Our people shortage will pressure school districts to close additional buildings as enrollments drop, and stretch thin the group of volunteers who serve in our fire districts, ambulance corps, and Little Leagues. Our aging population in the Hudson Valley means that more and more people need healthcare services, but our shrinking workforce is yielding fewer and fewer people to work in that industry, creating a tension between demand for healthcare and the supply of people to work as nurses, doctors and lab techs.
Paired with our housing crisis and climate change, the great people shortage will likely be the defining challenge for the Hudson Valley over the next two decades. The solutions are not easy, obvious, or guaranteed to work, but there are some common-sense actions that require the attention of our leaders in every corner of civic society.
Housing is imperative. We do not have enough housing. The housing we have is too expensive for most of our neighbors. And our local codes and review processes make it very difficult to build more of the housing we direly need. Unless we can unlock the market and incentivize the development of housing for people across the entire spectrum of income and need, our people will continue to move to other places that offer affordable apartments and starter homes. Both are endangered housing species that are nearing extinction in the Hudson Valley.

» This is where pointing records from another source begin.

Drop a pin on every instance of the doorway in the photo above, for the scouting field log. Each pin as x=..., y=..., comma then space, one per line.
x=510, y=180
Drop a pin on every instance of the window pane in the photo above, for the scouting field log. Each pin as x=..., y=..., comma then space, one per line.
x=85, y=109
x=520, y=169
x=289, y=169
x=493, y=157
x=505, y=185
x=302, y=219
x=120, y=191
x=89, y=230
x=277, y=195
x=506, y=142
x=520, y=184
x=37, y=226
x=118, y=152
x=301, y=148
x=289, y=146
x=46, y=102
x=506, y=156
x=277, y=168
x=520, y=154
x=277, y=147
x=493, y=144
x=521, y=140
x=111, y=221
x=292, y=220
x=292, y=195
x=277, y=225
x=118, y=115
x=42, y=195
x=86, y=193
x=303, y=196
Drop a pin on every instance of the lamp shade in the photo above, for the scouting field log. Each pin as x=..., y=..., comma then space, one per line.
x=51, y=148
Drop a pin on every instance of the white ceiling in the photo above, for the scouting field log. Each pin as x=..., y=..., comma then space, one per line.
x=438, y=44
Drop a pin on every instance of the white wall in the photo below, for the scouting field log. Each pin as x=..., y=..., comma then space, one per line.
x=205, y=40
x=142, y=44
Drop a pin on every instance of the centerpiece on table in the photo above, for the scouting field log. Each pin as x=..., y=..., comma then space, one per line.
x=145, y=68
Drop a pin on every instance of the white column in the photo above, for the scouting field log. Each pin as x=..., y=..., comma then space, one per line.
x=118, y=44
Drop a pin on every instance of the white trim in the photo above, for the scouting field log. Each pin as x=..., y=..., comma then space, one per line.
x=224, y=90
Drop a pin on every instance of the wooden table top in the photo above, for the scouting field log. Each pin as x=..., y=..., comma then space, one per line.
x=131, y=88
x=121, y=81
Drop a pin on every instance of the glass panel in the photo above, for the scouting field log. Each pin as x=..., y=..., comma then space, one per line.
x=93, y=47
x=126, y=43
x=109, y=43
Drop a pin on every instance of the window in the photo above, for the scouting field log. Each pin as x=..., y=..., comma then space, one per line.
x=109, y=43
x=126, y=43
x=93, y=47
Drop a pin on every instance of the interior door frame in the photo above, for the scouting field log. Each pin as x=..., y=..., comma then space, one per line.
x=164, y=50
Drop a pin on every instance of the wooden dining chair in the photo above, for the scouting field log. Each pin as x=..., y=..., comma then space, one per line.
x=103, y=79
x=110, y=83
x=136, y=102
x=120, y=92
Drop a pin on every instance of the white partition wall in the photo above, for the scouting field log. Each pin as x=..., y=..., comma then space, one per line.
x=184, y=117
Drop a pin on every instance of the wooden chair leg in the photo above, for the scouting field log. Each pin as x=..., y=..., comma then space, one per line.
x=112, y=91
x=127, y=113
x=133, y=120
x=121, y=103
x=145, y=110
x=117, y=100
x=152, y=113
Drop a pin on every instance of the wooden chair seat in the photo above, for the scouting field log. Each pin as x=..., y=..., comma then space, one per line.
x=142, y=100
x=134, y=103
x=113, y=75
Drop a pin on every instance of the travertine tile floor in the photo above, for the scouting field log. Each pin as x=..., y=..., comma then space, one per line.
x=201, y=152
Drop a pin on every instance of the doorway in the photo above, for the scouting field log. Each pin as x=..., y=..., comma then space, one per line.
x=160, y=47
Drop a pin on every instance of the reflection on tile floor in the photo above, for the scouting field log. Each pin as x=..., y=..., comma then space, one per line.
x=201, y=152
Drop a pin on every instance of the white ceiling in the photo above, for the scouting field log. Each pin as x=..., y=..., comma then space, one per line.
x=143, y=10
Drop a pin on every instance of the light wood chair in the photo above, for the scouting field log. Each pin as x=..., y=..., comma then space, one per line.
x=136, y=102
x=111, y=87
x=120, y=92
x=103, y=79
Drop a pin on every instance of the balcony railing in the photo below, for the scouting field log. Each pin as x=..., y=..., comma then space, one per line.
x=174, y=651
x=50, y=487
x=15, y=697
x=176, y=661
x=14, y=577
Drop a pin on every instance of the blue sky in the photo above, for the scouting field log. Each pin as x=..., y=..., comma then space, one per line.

Taxes are a second challenge. People who move just over the border to neighboring states save anywhere from $2,800 to $4,000 on property taxes for a home valued at $400,000. Those who move south save $6,400-$8,000. New York has not entertained a serious discussion about property taxes since state lawmakers adopted a tax cap more than a decade ago. People who care about their wallets are voting with their feet and going elsewhere.
Two other opportunities hold some promise.
Higher education is the second largest industry cluster in the Hudson Valley. Tens of thousands of young people come to study at our colleges and universities every year, but the region does not have a coherent plan to reach those young people, introduce them to jobs in the region, and convince them to stay. Empire State Development, SUNY, I LOVE NY, and workforce experts should collaborate on a comprehensive plan to keep college students here and connect them with employers who need them.
As we confront our people shortage, it is also important to acknowledge that births, migration, and immigration are the only three factors that can flatten our downward trend. Experts interviewed for our research took a particular interest in immigration. With births steadily lower and migration pointing outward for more than two decades, immigration might be our only chance to fill the widening gap in our labor force. It is frustrating we have no state or local control over immigration, but we should certainly pester our federal representatives to work toward a more rational, organized system that could bring the next generation of immigrant Americans into our region.
I will admit it. The data looks gloomy.
I remember once listening to a radio interview with an economist who said that people should never avoid bad news about their health or their finances. It is a cruel coincidence that human nature is to avoid both.
We cannot let that happen in the Hudson Valley. The great people shortage drives directly to the core of our regional health and economy in too many ways. Let’s see these trends with open eyes and open minds, and work together on evidence-based solutions that can alleviate them.